YAM supported the zero packet format, but it was ignored by many 3rd party implementations of YMODEM. When one implementation attempted to send the zero packet to a non-aware version, the receiver would naturally NAK the packet, as packet zero is illegal. The sender would then see the NAK as a transmission error and try to send the packet again, attempting this ten times before failing.

For reasons that are not entirely clear, many implementations of YMODEM did not implement this feature. Because they were unaware of it, they sent a NAK, triggering a series of resend attempts before failing out. This meant that if the user chose to use a compliant YMODEM with a non-compliant version, the transfers would fail. Nevertheless, such non-compliant versions were common.
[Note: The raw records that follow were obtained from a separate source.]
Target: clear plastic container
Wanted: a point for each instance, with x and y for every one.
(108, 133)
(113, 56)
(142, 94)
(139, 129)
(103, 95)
As a result, it was common to see both YMODEM and YMODEM Batch listed as two separate protocols. Further confusion was created by the similarity between XMODEM-1k and these non-compliant YMODEMs, which were similar to the point that they were often incorrectly listed as the same.

==Streaming support==
YMODEM-G is a streaming variant used for error-free connections. It does not wait for an ACK to be received before sending the next packet; XON/XOFF is used for flow control. The protocol is faster than YMODEM because no latency is introduced between packets, but has no capability for correcting errors. It is reliant on the underlying connection being error-free, which is the case for modems supporting MNP for instance.

Normally, a YMODEM transfer would be started by the receiver sending a C to indicate it wants to use the 128-byte format with CRC, or NAK if it wishes to use the original checksum system. When g-protocol is desired, the transfer is instead triggered by sending a G. If the sender does not support the g-protocol, it considers this to be an error and ignores it, but if it does support g it begins sending packets in a continual stream. It only expects a single ACK after the final packet is received, which is indicated by the presence of an EOT character in the data. YMODEM-g assumes 1k packets are available.

However, despite this protocol potentially being faster than ZMODEM it was still rarely used. This was partially due to the lack of other functionality, but also a more serious issue. Before the emergence of the 16550 UART, there was a substantial risk of buffer overrun on the serial port. Although this would be detected by YMODEM-g it could not be corrected since no block re-transmission is possible. The receiver would have to cancel and restart the whole transmission from the beginning. ZMODEM on the other hand has transfer resume capability which made it more appealing.